Becoming venerable means that Varela could be beatified with the recognition of one miracle granted and canonized with the recognition of a second miracle.
The pope’s approval was announced on Easter Sunday by New York Cardinal Timothy Dolan. The pope was following the unanimous recommendation of the Vatican’s Congregation for Saints’ Causes.
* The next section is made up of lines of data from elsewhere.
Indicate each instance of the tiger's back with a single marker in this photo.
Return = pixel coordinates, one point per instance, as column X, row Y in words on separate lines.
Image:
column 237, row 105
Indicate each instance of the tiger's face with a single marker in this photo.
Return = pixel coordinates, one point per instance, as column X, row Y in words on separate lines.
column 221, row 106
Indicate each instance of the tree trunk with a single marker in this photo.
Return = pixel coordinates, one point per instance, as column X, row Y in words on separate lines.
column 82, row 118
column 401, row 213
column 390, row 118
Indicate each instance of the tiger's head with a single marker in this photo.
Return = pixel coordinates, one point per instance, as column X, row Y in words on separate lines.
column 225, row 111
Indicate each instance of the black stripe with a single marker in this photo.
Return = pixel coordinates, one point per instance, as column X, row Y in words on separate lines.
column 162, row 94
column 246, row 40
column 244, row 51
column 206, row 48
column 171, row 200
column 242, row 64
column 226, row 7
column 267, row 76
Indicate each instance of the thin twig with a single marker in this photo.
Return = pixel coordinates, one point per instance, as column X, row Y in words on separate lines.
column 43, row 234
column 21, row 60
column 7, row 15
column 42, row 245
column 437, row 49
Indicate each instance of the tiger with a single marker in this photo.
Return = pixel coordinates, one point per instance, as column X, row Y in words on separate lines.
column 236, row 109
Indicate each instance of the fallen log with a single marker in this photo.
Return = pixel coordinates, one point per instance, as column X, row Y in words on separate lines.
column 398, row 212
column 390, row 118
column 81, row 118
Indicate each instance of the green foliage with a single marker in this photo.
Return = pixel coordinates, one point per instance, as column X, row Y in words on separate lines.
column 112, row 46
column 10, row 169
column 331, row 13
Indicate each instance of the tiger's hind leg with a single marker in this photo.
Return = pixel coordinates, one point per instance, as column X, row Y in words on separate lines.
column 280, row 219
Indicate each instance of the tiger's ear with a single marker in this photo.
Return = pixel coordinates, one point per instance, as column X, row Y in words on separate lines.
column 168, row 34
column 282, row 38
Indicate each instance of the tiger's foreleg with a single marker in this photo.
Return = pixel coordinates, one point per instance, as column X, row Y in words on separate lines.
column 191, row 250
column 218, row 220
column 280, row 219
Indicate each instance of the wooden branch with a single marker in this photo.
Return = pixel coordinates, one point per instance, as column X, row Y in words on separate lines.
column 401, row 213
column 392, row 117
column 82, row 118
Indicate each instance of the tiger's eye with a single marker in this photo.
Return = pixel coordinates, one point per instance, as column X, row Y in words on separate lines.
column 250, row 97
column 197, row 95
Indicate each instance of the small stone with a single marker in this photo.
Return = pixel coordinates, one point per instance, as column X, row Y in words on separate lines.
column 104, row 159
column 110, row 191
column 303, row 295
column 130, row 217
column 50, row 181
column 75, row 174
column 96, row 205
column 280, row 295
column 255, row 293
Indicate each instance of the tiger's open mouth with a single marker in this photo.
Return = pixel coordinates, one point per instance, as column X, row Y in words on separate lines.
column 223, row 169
Miami Archbishop Thomas Wenski praised the announcement: “In his homily in Havana, Pope Benedict called Father Felix Varela a shining example of the contributions a person of faith can make in building a more just society... In recognizing this holy priest’s heroic virtue by conferring on him the title of venerable,’ the pope offers to the world a role model who in was ‘the first to teach his people how to think’ and also show us a path to a true transformation of society.”
Already in Miami-Dade, there is a high school named in Varela’s honor.
Born in Havana on Nov. 20, 1788, Varela was ordained a priest at age 23. By then, Varela already had distinguished himself as “a man of culture and profound learning,” the archdioces said, and had even written a philosophy text that had been adopted by other schools.
In 1821, he was elected to represent Cuba in the Spanish Parliament. Among the laws he proposed were one calling for the abolition of slavery and another calling for self-rule for Spain’s colonies in the Americas.
After his exile from Cuba in 1823, Varela worked for 30 years in the Archdiocese of New York, as vicar general and advocate for Irish immigrants.
Varela died in 1853 in St. Augustine, Fl. His remains were later moved to the Aula Magna of the University of Havana, where they can be viewed today.
The declaration by the Congregation for Saints’ Causes can be seen at www.miamiarch.org.